Francis Hodgson Nixon (c. 1832 – 5 November 1883) was an Australian architect, newspaper owner, and the grandfather of playwright Mona Brand. He sometimes wrote under the pseudonym of Peter Perfume.

==Early life and education==
Francis Hodgson Nixon was the son of a Royal Navy captain and received a liberal education in England.

==Career==
In 1846, Nixon became a pupil of the London-based architect and surveyor William Wallen Jr. In 1852, Nixon immigrated to Victoria where he was engaged as an architect, reportedly "having duly accredited certificates, in superintending the erection of government buildings in the Ovens–Beechworth district". Although Nixon advertised as: "Architect and Surveyor, Articled pupil of Mr. William Wallen Jnr., London and Greenwich", his indenture agreement had been annulled, by mutual consent, on 22 June 1849.

When the population had settled, he started and briefly edited the Ovens and Murray Advertiser.
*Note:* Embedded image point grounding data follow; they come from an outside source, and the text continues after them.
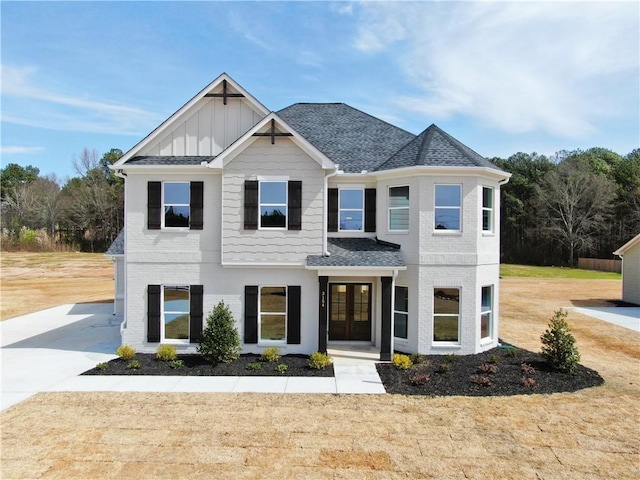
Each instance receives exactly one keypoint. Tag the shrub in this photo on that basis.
(126, 352)
(271, 354)
(401, 362)
(176, 364)
(166, 353)
(133, 365)
(319, 360)
(220, 342)
(559, 345)
(420, 379)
He then acted as secretary to the Bendigo waterworks and subsequently edited the Hamilton Spectator and Wagga Wagga Advertiser. He was at one time associated with the well known Mr. G. C. Levey in the conduct of the Melbourne Morning Herald. About 1879, he moved to Rockhampton, Queensland and joined the Daily Northern Argus, eventually assuming the role of proprietor before selling the paper to a local solicitor, Mr Lyons. He ended his career in architecture in 1881, possibly due to stress gained from overworking.

== Personality and writing style ==
Nixon was reputed by his peers to have had an excellent memory, strong intelligence and enthusiasm, and profound taste in literary culture, being well experienced in literature and politics despite not undergoing training in journalism. His style of composition and the manner in which he reproduced the thoughts and words of speakers was described as easy and graceful. Despite differences of opinion with others, he was able to avoid personal antagonism with his acquaintances. He was earnest in his advocacy of any cause which he took up, and in his long connection with the press exercised considerable influence on the communities in which he worked.

==Death==
Nixon committed suicide on 5 November 1883 at about 4:00 p.m. via a gunshot wound to the head. He suffered from insomnia produced from overwork in his profession as a journalist, believed to have been the reason he took his own life. Earlier that afternoon, after transacting business in Rockhampton, he hired a cab and drove to the vicinity of Mr. W. Pattison near Alligator Creek, instructing the cabman to wait on the Rockhampton side of the bridge across the creek. Shortly after, a man on the bridge heard a shot fired and informed manager Mr. J. Hyland to report to the site of the sound. Not long after, the party found Nixon lying against a tree holding a Colt's Derringer with a gunshot wound through the temple. Nixon was believed to have died about five minutes after Hyland's party reached him.

Nixon's remains were transported to his residence in Quay Street, leaving a widow and ten children. The funeral of Nixon took place on 6 November 1884, and was attended by his friends and a number of principal citizens, who testified to the respect they had for him by following his coffin to the South Rockhampton cemetery.